MafaldaSFerreira opened this issue · 2 comments
I am running pixy with per chromosome vcf files containing variant and invariant sites. However, for some of the files, pixy reports that there are no invariant sites and fails with the following error:
Checking for invariant sites...Exception: [pixy] ERROR: the provided VCF appears to contain no invariant sites (ALT = "."). This check can be bypassed via --bypass_invariant_check 'yes'.
I am running pixy with the following command (this is an example for chromosome 10):
pixy --stats pi fst dxy --populations population_files/clusters_v01.txt --vcf chromosomes_maf0.01/herring_sentieon_125ind_230722_filter_setGT_miss0.2.vcf.minDP4.0maxDP3.0avg_miss0.2.maf0.01.ALLSites.chr10.vcf.gz --window_size 20000 --n_cores 2 --output_folder results/clusters_v01_maf0.01_20231011 --output_prefix clusters_v01.chr10.maf0.01.20kb.popgenpixy.out
I do have invariant sites in the vcf files.

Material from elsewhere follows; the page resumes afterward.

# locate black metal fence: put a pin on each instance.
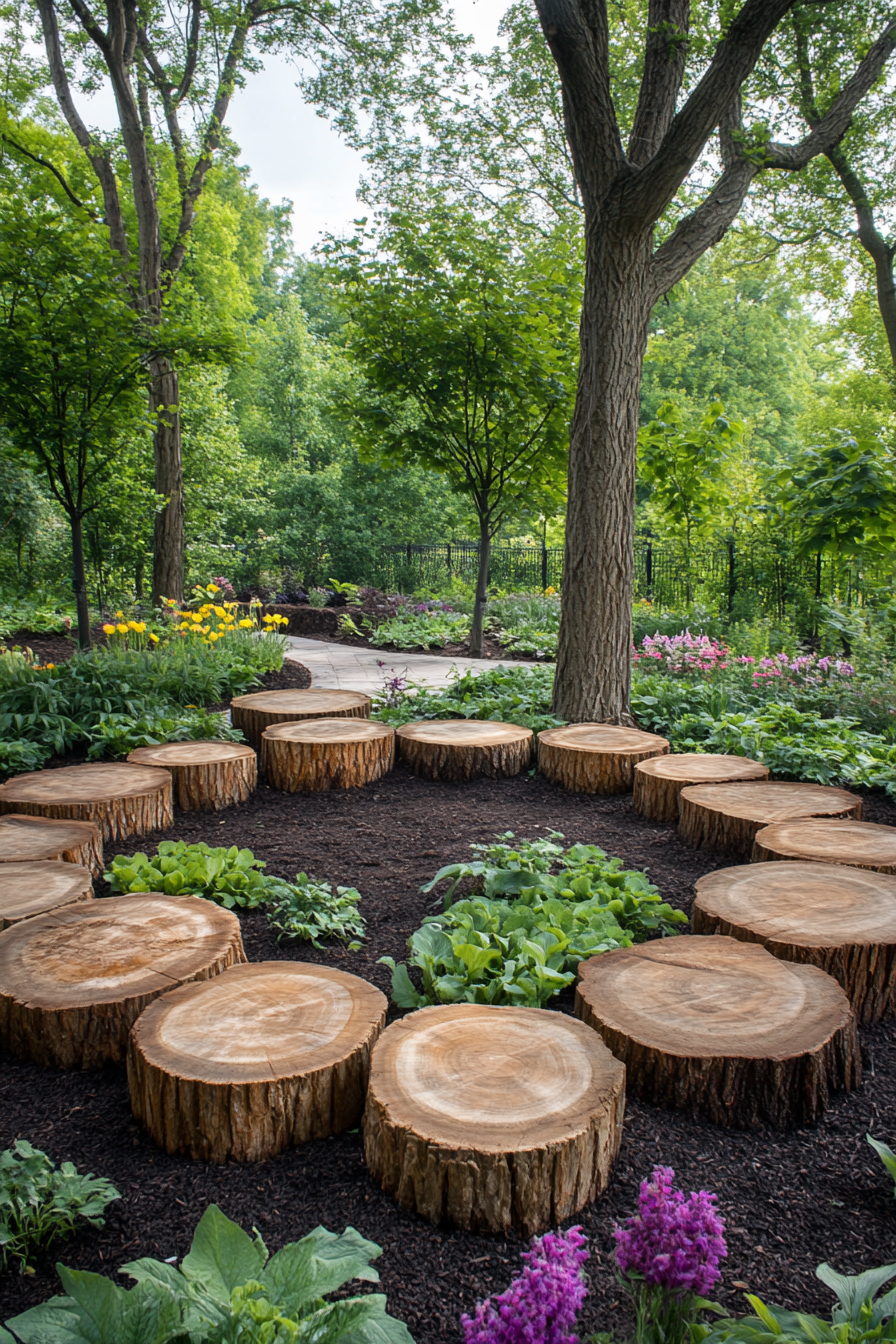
(756, 578)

Here is a small subset of such sites for chromosome 10:
bcftools view --max-ac 2:nref herring_sentieon_125ind_230722_filter_setGT_miss0.2.vcf.minDP4.0maxDP3.0avg_miss0.2.maf0.01.ALLSites.chr10.vcf.gz | bcftools query -f '%CHROM\t%REF\t%ALT\t[%GT\t ]\n' | head -n1000 > chr10.maf0.01.1000.invariant.txt
And if I run bcftools stats on the vcf of chromosome 10, it says the total number of no-Alts is 17184629, whereas the number of SNPs is 492509 (also attaching the output of bcftools stats).
The only thing I could think of is that in this particular vcf the variant sites start before the invariant sites... Would that trigger the warning?
chr10.maf0.01.1000.invariant.txt
herring_sentieon_125ind_230722_filter_setGT_miss0.2.vcf.minDP4.0maxDP3.0avg_miss0.2.maf0.01.ALLSites.chr10.stats.txt
Hi There!
The check for invariant sites is fairly conservative, so if you are 100% sure that you have invariant sites correctly represented in your vcf, you can bypass the check by including --bypass_invariant_check 'yes'
.